In their performance ”Figuring“ Siobhan Davies and Helka Kaski set out to make visible the intricate correspondence of gestrues spontaneously synchronizing. “We try to investigate, when a thought and a movement well up”, extracting these moments of uncertainty, when any new gesture might be possible. Sitting atop a small stage on two simple chairs, both artists initiate a kind of disconnected interaction, that involves only nonverbal gesture, while never establishing eye-contact with the other. The gestures display smooth, discrete and quite cautious movements on and around chairs, that last for a few seconds and are then severed by a pause. A rhythm is thereby established and coordinated only by listening for each other’s movement. By slowing down gestures, one could interpret this display as a kind of laboratory situation, in which the interrelation of bodily movement close to each other is investigated, by artificially severing the continuous movements. Each moment can now be questioned, the establishment of synchronicity observed in small steps. And in fact, ever so often, and ever so slightly, some trembling movements of the dancers seem to align rather spontaneously. The performance includes no arc, no narrative, no energy is lost or generated – it is the performance of a meticulous investigation of small entities of movement.
But again: “How did you do it…? How do these movements arise in you?” Imitation would be an area that the neurologist Arno Villringer would be very much able to locate within the neurologic complex of brain activity. “So do you feel like imitating?” – “No”. Art and Science struggle for an initial point of reference – so the partners in dialogue settle on treating the performance itself as the first attempt at communication. What was it that was communicated? By slowing down the gesture of dance, the performers knowledge and ideas of body-coordination are made visible and questions of the entanglement of thought and body become feasible.
Finally. An obvious point of neurological interest is found: the interrelation of thought that wells up into emotion and affect and bodily rhythm. Arno Villringer now explains his interest in a neurological field of research, that suggests the judgment of ones body as “ones own body”, as agency, is actually not as solid as we tend to think. Rather, it hinges on a convergence of ones expectations of movement and intention with the actual perceived movement. In most cases, these expectations are confirmed, which is why we are sure of us being where we are, acting, doing. But when these habitual structures get disappointed, one could actually lose his sense of embodiment.
Departing from this, Arno Villringer offers reflections on a not-so-fixed, habitually determined version of the concept of body. This reflection leads to an exchange with the dancers about their rather radical thesis of a complex, culturally and socially constructed body. The idea of “body as an event” expands the concept of body to its environment. By slowing down muscle-memory habits of moving one can initiate a relation to a past, to a body composed of sedimented knowledge. A cartography of rhythms comes to mind; the thought that perception of place and time, here and elsewhere are shaped by multiple rhythms spanning across different dimensions of experience. They are stored not as conscious knowledge but rather as a sense of ones body – the body imagined as an interface to the world.

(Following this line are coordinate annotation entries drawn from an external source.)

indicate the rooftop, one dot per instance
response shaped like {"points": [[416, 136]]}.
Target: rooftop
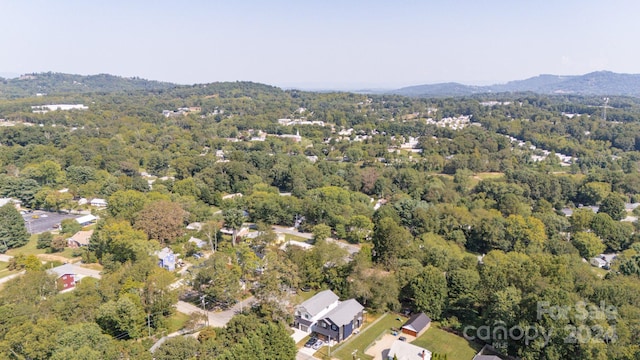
{"points": [[319, 302], [343, 313], [405, 351], [74, 269], [417, 322]]}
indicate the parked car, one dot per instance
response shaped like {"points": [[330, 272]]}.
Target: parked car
{"points": [[310, 342]]}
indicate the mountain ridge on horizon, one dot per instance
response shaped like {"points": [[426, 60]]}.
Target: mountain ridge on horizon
{"points": [[593, 83], [601, 83]]}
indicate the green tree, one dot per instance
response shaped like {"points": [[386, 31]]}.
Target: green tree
{"points": [[321, 232], [120, 240], [219, 279], [234, 219], [581, 219], [390, 241], [429, 291], [70, 226], [123, 318], [126, 204], [360, 229], [162, 220], [83, 341], [13, 232], [178, 348], [588, 244], [44, 240]]}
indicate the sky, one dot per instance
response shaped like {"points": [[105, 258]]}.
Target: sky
{"points": [[330, 44]]}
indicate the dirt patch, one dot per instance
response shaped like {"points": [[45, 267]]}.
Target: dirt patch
{"points": [[380, 349]]}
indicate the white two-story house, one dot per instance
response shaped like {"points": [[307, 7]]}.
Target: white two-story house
{"points": [[314, 309]]}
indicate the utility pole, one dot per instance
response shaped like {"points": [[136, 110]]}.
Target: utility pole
{"points": [[204, 310]]}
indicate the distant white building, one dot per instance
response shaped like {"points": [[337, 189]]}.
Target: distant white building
{"points": [[42, 109], [86, 220], [99, 202]]}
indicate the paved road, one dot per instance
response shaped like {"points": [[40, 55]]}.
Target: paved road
{"points": [[11, 277], [216, 319], [46, 221]]}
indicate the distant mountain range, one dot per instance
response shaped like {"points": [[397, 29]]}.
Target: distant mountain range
{"points": [[600, 83], [58, 83]]}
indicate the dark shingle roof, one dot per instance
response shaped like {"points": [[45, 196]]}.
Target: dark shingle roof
{"points": [[417, 322]]}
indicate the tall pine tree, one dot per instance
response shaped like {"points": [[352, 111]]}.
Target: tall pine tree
{"points": [[13, 232]]}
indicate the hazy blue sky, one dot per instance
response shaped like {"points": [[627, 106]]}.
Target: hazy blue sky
{"points": [[318, 44]]}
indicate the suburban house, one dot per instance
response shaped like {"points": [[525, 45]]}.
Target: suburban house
{"points": [[195, 226], [416, 325], [310, 311], [99, 202], [603, 260], [166, 259], [328, 317], [86, 220], [402, 350], [198, 242], [79, 239], [489, 353], [68, 275], [340, 322]]}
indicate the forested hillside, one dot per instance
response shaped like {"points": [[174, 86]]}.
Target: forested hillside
{"points": [[29, 85], [457, 207]]}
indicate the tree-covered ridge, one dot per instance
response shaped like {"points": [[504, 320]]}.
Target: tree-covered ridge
{"points": [[29, 85], [467, 224]]}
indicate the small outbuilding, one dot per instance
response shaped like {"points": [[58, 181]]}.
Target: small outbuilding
{"points": [[416, 325]]}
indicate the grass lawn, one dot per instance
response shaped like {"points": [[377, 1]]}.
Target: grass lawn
{"points": [[176, 321], [4, 271], [302, 296], [368, 334], [31, 249], [28, 249], [439, 341], [288, 237]]}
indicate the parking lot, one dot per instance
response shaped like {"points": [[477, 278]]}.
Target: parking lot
{"points": [[40, 221]]}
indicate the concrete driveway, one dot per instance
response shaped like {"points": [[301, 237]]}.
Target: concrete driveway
{"points": [[216, 319], [44, 221]]}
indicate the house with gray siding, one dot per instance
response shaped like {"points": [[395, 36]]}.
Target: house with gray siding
{"points": [[339, 323]]}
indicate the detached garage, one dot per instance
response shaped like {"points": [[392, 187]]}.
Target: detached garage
{"points": [[416, 325]]}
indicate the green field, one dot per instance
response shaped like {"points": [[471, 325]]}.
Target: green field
{"points": [[439, 341], [4, 271], [31, 249], [365, 338]]}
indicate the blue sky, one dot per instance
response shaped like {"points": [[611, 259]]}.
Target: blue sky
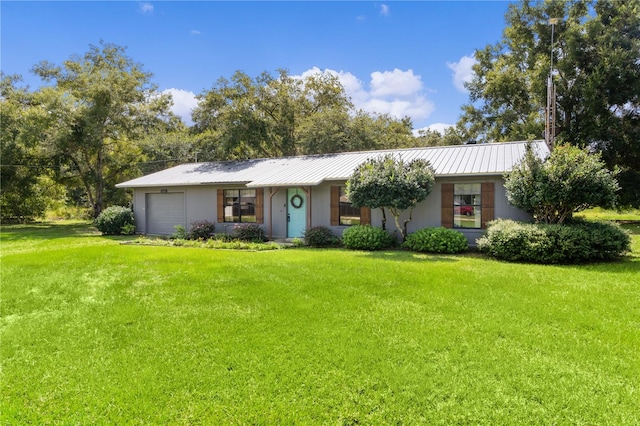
{"points": [[401, 58]]}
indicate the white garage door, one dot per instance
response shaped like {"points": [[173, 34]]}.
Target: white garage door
{"points": [[164, 212]]}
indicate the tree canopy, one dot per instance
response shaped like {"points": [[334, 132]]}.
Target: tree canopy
{"points": [[272, 116], [596, 72], [569, 181], [391, 183], [97, 108]]}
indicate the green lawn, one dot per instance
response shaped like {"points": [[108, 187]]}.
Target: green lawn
{"points": [[96, 332]]}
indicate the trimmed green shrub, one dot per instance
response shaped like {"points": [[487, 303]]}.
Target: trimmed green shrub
{"points": [[180, 233], [202, 229], [320, 236], [115, 220], [249, 232], [365, 237], [436, 240], [575, 242]]}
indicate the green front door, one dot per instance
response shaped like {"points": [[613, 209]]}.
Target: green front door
{"points": [[296, 212]]}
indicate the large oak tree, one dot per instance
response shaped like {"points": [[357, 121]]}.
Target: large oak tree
{"points": [[100, 104]]}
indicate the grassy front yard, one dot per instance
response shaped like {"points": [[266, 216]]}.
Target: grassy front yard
{"points": [[95, 332]]}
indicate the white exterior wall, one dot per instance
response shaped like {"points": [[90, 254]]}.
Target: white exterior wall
{"points": [[200, 204]]}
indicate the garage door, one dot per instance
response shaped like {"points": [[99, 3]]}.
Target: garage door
{"points": [[164, 212]]}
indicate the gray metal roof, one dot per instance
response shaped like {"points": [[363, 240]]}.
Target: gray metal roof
{"points": [[458, 160]]}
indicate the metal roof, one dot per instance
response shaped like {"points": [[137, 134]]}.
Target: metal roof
{"points": [[457, 160]]}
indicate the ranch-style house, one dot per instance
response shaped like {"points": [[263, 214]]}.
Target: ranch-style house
{"points": [[288, 195]]}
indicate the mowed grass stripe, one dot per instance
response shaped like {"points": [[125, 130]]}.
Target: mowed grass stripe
{"points": [[97, 332]]}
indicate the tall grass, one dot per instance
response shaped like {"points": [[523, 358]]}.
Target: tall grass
{"points": [[98, 332]]}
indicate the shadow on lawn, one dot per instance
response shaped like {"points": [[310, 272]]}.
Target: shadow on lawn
{"points": [[409, 256], [47, 231]]}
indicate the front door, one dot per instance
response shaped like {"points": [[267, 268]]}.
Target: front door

From here on, the dialogue starts to evolve around the concept of becoming aware. The two artists offer to think awareness not as a dialogue between severed areas of mind and body, but as an event that only after some time of reflection can be categorized into the classical inside–outside metaphor. This gives a more diverse concept of awareness, a more nuanced access to “what is happening”.
To this, Arno Villringer replies with an interesting metaphor describing the loops of consciousness. What we generally know as conscious thought is actually a kind of internal process of domination, where one neuronal activity imposes onto another one. An internal reaction to a reaction, a superimposition that Villringer describes as “loops going up”. Within this spatial metaphor, the two dancers project can be described as a performative attempt at “lowering” consciousness, "going down" to the level of unconscious reflex. To use this as a starting point for the reflection on culturally and socially inherited habits is surely an interesting experiment - one that can profit from an interaction with the sciences.
This encounter, then, was a success. There was initial resistance, a thing seemed to stand between the partners in dialogue, a thing, that was worked on from both sides, struggling for some common ground the other one would be able to interact with. This common element was the concept of body, which itself is experienced as resistance to most of our thoughts and aspirations. By working in dialogue on this object of resistance from different perspectives, a more nuanced picture could be given. An interaction of Art and Science could thus spark a reflection on bodily resistance and the chances it offers, to tap into a most intimate relation with the past and our learned habits.